The wave blasted in like a bomb, turning black as it roared across the land; crushing, obliterating, eating, devouring, destroying every thing, living or inanimate. It came with an unstoppable power that only a moving thing the size of an ocean can contain within itself, when it decides to go somewhere. It rushed in, higher and deeper, changing to a murky brown then inky black, full of flotsam and toiling with roaring splashing that drowned the cries of the miserable. It ripped further and further inland, until it met the base of the mountains where it scarcely paused and went up.

We, it, us, commingled and inseperable as gangrenous flesh from different limbs oozes together, were born along with it, and were smashed into hard realness of Taiwan. 

up it roared with a bass fury as though intelligently determined to destroy as much as possible, to wipe the slate clean, to remove all trace of what had been built by the hands of men. 

up, up the mountains came the ocean, in a great wave that for a moment appeared as though it would swallow Taiwan itself, even the mighty mountains, and continue on across the world.

But it didn't. Our life together stopped, black as night, full of trash and laden with human suffering of all kinds, and it lapped gently against the base of an ancient stone pillar, formerly squared at the corners but now rounded with age, bearing a carved warning, "Build nothing you love below this point, for it will inevitably be swept away." And there we were, too late to react, doomed from the start, destined for our wave to turn foul; and, after pausing at that stone marker, slowly turn and start to rush back to sea, faster and faster, back towards the west, taking with it an equal and oppositely destructive force, until cars and people and rocks and ropes and boats and buildings were piled high in the foul muck, abandoned by the foulness than ablated their meaning from the land, leaving only the hideous miasma and its own, finally revealed, black truth, that coated and blanketed everything it had uprooted, tortured, killed, and finally buried. 
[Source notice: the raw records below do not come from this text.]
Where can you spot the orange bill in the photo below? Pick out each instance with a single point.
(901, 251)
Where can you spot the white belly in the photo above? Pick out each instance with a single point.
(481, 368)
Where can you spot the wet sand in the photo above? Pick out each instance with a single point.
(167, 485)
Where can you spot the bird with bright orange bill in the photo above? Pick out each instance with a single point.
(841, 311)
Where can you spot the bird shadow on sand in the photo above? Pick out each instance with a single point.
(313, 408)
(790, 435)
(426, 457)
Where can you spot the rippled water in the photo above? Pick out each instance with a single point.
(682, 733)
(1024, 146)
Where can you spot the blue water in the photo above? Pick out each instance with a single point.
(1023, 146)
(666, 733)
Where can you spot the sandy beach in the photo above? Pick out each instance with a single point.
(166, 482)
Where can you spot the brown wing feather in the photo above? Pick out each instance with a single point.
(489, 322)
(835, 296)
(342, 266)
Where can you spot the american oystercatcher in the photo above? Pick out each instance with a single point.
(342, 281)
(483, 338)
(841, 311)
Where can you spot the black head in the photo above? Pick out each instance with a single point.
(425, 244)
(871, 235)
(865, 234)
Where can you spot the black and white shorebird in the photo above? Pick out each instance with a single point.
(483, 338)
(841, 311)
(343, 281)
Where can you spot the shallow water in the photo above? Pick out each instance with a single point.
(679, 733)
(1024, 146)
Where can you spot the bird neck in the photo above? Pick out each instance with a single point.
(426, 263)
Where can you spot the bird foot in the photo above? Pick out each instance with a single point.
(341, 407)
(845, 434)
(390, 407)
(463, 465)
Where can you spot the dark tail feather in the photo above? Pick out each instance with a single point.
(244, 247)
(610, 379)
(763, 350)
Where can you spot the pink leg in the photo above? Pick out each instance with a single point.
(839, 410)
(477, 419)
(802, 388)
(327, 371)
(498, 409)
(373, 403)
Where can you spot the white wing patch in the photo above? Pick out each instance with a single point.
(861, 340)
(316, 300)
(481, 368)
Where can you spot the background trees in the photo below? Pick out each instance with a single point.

Of course, there were survivors, but nothing was ever the same again, at least not within our lifetimes. 

I went to the old three stair tonight, in front of the old house. Unskated for a year, most of the marks have left the stone curbs, so I rewaxed them. A few tricks in, the tail snapped.  The tail stayed on though, open wide across the middle like the mouth of a huge stupid newt. Oh well. It guess it's a metaphor for something. I fucking hate pretentious metaphors. Time for a new skateboard.